For many companies, addressing every pay discrepancy caused by higher new hire pay isn’t possible. The compensation budget simply won’t be there to support it. And when employees aren’t satisfied with their pay, they’re prepared to quit.
Not only do 68% of hiring managers in our survey say that at least one of their direct reports has asked for a raise or threatened to quit their job over a pay discrepancy with a new hire in the past 12 months, but 66% of employees also tell us they’ve at least considered looking for a new job in the past 12 months because they believe they could make more money elsewhere.
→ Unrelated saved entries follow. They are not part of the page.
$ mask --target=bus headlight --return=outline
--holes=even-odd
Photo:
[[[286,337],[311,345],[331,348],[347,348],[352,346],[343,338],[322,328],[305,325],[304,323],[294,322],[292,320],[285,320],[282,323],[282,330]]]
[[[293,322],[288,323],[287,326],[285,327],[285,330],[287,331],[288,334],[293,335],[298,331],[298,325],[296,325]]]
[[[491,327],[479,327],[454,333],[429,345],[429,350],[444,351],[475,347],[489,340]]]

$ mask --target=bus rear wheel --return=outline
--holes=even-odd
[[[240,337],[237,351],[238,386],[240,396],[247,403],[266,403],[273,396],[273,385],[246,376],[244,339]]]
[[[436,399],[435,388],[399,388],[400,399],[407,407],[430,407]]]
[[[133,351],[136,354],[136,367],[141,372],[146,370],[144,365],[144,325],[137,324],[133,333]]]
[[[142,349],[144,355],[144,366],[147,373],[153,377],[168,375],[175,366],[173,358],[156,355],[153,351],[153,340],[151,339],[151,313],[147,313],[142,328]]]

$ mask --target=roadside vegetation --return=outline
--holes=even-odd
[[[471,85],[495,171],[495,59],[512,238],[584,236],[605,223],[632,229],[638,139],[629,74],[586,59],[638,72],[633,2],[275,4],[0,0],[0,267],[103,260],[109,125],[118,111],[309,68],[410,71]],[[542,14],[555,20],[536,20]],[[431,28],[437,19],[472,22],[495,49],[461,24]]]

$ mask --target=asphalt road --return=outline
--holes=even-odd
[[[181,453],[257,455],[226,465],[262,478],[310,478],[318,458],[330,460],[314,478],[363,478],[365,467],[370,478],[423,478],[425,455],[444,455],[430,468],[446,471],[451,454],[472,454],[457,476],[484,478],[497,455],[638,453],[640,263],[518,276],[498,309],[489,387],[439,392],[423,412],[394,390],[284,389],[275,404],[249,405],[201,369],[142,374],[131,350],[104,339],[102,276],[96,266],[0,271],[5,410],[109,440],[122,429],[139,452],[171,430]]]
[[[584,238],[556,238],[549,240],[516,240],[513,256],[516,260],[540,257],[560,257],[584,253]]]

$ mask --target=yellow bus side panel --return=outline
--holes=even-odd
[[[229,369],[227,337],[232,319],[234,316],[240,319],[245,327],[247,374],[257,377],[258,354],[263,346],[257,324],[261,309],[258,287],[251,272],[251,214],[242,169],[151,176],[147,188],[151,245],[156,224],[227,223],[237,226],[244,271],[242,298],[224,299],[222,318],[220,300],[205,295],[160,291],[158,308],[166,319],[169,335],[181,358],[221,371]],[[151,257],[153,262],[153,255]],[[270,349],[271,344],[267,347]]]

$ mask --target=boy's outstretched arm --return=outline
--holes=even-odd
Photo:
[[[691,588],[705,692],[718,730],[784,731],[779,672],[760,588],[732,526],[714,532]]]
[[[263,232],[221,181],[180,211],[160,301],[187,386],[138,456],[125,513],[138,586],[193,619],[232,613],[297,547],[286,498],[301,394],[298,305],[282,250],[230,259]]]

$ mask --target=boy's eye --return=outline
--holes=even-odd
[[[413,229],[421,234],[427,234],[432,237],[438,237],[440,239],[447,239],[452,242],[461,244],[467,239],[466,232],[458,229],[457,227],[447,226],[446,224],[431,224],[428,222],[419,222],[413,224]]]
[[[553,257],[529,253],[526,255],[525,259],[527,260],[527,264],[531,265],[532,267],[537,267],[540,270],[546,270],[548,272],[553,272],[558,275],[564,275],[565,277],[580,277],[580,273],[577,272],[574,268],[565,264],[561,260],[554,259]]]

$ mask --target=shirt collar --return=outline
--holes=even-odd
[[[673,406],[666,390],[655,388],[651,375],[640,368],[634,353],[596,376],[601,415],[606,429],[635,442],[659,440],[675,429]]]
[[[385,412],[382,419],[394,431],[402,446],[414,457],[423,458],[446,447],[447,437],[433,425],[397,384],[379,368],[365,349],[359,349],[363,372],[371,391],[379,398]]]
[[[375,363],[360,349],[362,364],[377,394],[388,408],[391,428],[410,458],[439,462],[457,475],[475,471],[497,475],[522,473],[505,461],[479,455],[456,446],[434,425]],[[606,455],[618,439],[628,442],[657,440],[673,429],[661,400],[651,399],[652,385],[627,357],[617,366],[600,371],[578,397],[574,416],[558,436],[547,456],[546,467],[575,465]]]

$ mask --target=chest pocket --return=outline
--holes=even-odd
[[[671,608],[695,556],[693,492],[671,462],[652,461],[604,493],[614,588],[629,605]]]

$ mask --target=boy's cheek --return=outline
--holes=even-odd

So starts a vicious cycle: Companies are having to pay new hires more, causing pay discrepancies with current employees. Those current employees learn of the discrepancy, but don’t always get the raise they want to address it. Finally, those employees quit to go somewhere else that is offering new hires more money—starting the whole conflict all over again.
If you can’t fully address every pay discrepancy with a new hire, here are three alternatives:
If you can’t reward tenure with higher pay, you can reward it with other perks and benefits instead. Whether it’s more PTO, a clear progression path to a promotion, or giving employees discounted stock options that vest after a period of time, there are a number of other ways to tell employees it’s worth it to stick around.
Employees may not like that they’re making less than a new hire, but they will hopefully at least understand why and be less likely to quit if you can provide data-backed rationale. Point to performance numbers, a difference in certifications and skill sets, or even the local cost of living if you have remote employees that reside in other areas.
Though the job market remains red hot, signs are growing that the economy is heading for a recession. When that happens—and companies cut back on hiring—not only will new hire pay settle back down, but current employees won’t have as much opportunity to seek out better compensation elsewhere. If you can be patient, the power in salary negotiations should eventually tip back in your company’s favor.
If you liked this report, check out more of Capterra’s latest talent management research:
* Capterra’s 2022 New Hire Premium Survey was conducted in July 2022, collecting responses from 1,289 U.S. employees at companies with at least 6 employees. 654 responses came from hiring managers who had a role in hiring at least one direct report in the past 12 months, while the other 635 responses came from staff-level workers. The goal of this survey was to learn how much more organizations are paying new hires, and how that has affected compensation satisfaction among tenured employees.